Not much is gained from showing the entire implementation here, except for the fact that the initialization `tf_initialize`

as well as the body of the loop `tf_step`

call the `fn_x`

function once each, in `self.fn_x(x=x_init)`

and `self.fn_x(x=conjugate)`

respectively, which correspond to \(A x_0\) and \(A p_k\) appearing twice in the Wikipedia pseudo-code for the algorithm.

Next, the `OptimizedStep`

optimizer takes the estimated optimal step size and improvement of the `NaturalGradient`

optimizer and applies the iterative line search solver, which can also be found in the `tensorforce.core.optimizers.solvers`

sub-package. The basic principle of an iterative solver is the same and we skip over the concrete implementation code here.
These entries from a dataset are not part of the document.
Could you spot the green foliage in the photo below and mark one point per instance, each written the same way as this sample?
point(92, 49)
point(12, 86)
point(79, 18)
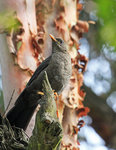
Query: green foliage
point(1, 102)
point(107, 16)
point(8, 21)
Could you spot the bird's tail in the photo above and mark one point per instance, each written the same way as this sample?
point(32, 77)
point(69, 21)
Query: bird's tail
point(21, 114)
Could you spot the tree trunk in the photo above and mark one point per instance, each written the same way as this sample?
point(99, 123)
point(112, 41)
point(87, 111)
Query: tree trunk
point(27, 48)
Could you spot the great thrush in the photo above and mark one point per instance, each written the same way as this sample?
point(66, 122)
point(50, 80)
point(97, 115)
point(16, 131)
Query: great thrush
point(59, 70)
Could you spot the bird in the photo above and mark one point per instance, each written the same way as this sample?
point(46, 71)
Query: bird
point(59, 70)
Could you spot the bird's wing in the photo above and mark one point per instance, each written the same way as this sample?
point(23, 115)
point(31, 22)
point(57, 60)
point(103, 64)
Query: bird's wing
point(41, 67)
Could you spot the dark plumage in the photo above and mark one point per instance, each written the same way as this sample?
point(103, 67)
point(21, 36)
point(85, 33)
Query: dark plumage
point(58, 68)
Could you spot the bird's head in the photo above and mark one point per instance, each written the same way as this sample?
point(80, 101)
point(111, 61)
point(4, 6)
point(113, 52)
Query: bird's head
point(58, 44)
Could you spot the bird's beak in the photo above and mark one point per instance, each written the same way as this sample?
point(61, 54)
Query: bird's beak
point(52, 37)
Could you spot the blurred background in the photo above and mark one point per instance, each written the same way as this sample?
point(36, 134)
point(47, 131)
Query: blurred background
point(99, 45)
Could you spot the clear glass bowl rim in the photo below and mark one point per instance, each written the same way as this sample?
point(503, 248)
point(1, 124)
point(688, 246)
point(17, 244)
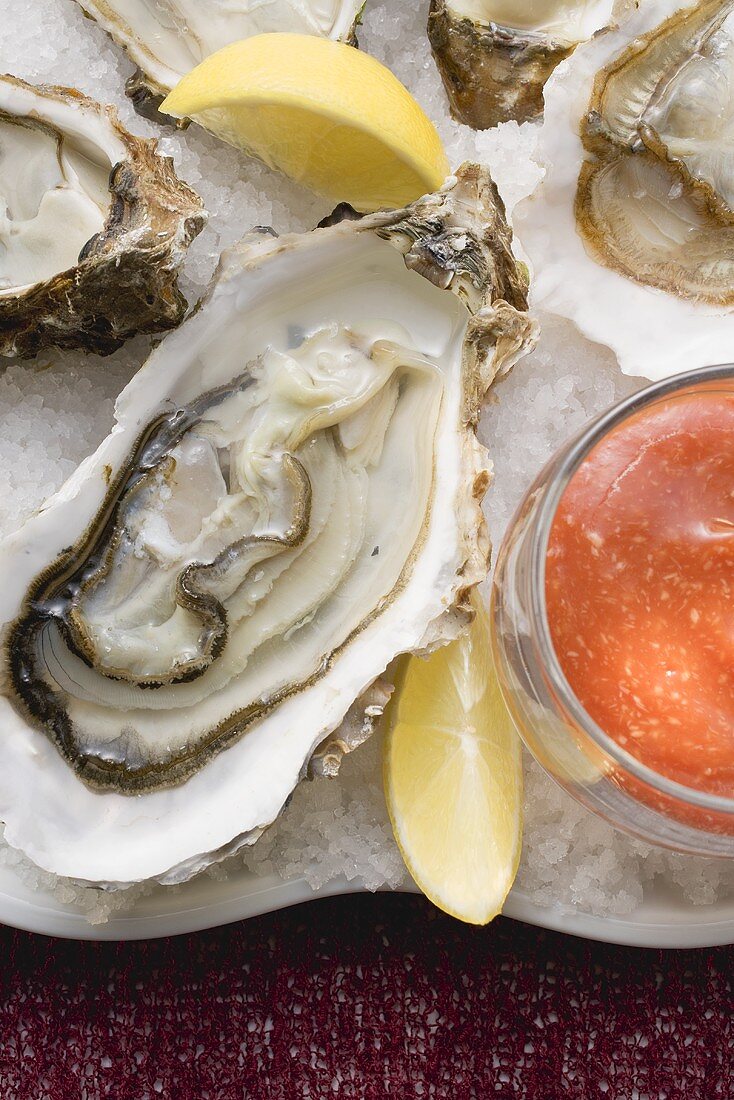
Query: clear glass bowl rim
point(565, 468)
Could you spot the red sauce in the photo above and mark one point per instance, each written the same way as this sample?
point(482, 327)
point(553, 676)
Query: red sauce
point(639, 586)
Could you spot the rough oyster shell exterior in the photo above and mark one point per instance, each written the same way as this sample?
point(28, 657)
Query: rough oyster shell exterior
point(126, 279)
point(58, 806)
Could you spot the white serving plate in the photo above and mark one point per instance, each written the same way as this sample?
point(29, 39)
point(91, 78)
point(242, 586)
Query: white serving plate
point(663, 921)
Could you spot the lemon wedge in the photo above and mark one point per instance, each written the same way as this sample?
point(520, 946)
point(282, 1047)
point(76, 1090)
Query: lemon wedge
point(453, 780)
point(325, 113)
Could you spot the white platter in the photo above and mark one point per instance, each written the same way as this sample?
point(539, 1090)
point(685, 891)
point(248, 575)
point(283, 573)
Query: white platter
point(663, 921)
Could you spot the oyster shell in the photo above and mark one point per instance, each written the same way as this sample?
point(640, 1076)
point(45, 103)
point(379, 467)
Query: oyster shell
point(166, 39)
point(494, 56)
point(634, 219)
point(94, 226)
point(291, 498)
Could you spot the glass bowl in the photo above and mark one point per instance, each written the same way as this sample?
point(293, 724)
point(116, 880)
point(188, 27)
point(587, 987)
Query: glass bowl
point(590, 765)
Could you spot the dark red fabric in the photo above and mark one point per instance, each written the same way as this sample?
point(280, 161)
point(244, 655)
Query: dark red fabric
point(363, 998)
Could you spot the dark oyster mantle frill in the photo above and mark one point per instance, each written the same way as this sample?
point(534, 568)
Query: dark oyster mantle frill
point(295, 501)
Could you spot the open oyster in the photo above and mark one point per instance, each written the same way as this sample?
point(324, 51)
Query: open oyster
point(166, 39)
point(631, 233)
point(291, 498)
point(494, 56)
point(94, 226)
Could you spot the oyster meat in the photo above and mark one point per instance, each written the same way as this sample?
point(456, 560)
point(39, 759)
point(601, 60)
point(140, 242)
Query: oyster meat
point(291, 498)
point(166, 39)
point(631, 233)
point(494, 56)
point(94, 226)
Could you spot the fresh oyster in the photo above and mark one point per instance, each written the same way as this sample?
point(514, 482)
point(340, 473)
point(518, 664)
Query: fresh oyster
point(631, 233)
point(291, 498)
point(94, 226)
point(494, 56)
point(166, 39)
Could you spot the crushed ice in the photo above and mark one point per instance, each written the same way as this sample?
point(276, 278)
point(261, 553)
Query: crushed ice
point(51, 418)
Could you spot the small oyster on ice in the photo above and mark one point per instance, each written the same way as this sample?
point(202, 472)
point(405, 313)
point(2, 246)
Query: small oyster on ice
point(166, 39)
point(295, 501)
point(94, 226)
point(494, 56)
point(631, 233)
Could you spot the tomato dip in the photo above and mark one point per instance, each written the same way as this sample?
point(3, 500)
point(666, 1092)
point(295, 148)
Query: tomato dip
point(639, 585)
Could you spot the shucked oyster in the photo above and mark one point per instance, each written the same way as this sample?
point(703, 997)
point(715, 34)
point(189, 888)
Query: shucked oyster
point(94, 226)
point(494, 56)
point(167, 39)
point(631, 233)
point(291, 498)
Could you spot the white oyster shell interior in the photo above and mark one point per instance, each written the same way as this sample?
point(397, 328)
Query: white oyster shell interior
point(652, 317)
point(566, 21)
point(166, 39)
point(288, 501)
point(55, 163)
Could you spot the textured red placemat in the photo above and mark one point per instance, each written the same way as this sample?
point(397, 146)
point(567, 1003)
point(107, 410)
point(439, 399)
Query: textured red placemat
point(368, 998)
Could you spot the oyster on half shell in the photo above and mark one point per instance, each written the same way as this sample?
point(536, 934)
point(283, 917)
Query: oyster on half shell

### Optimizers as interchangeable configuration entries

Finally, the optimizer can be specified as part of the JSON agent configuration as follows, and in the case of the TRPO agent class is predefined as such:

```
"optimizer": {
"type": "optimized_step",
"optimizer": {
"type": "natural_gradient",
"learning_rate": 1e-3,
"cg_max_iterations": 20,
"cg_damping": 1e-3
},
"ls_max_iterations": 10,
"ls_accept_ratio": 0.9
}
```

To give another example, and illustrate how the new optimizer module can be changed in a few lines, here the corresponding JSON specification for the evolutionary optimizer:

```
"optimizer": {
"type": "evolutionary",
"learning_rate": 1e-2,
"num_samples": 5
}
```

## What’s next

The short-term architectural goal for TensorForce from here on is clear: push all the remaining pieces (memories, preprocessing) into the TensorFlow graph. The logical next step is to think about executing this graph more optimally according to the available hardware. We originally implemented A3C semantics via distributed TensorFlow and a shared-model multi-threaded runner.

Aside from the observation (e.g. noted by OpenAI in the ACKTR/A2C post) that it is unclear whether noise from asynchronous execution really improves training, version 0.4 will center on execution modes for GPU batching (inspired by GA3C/PAAC).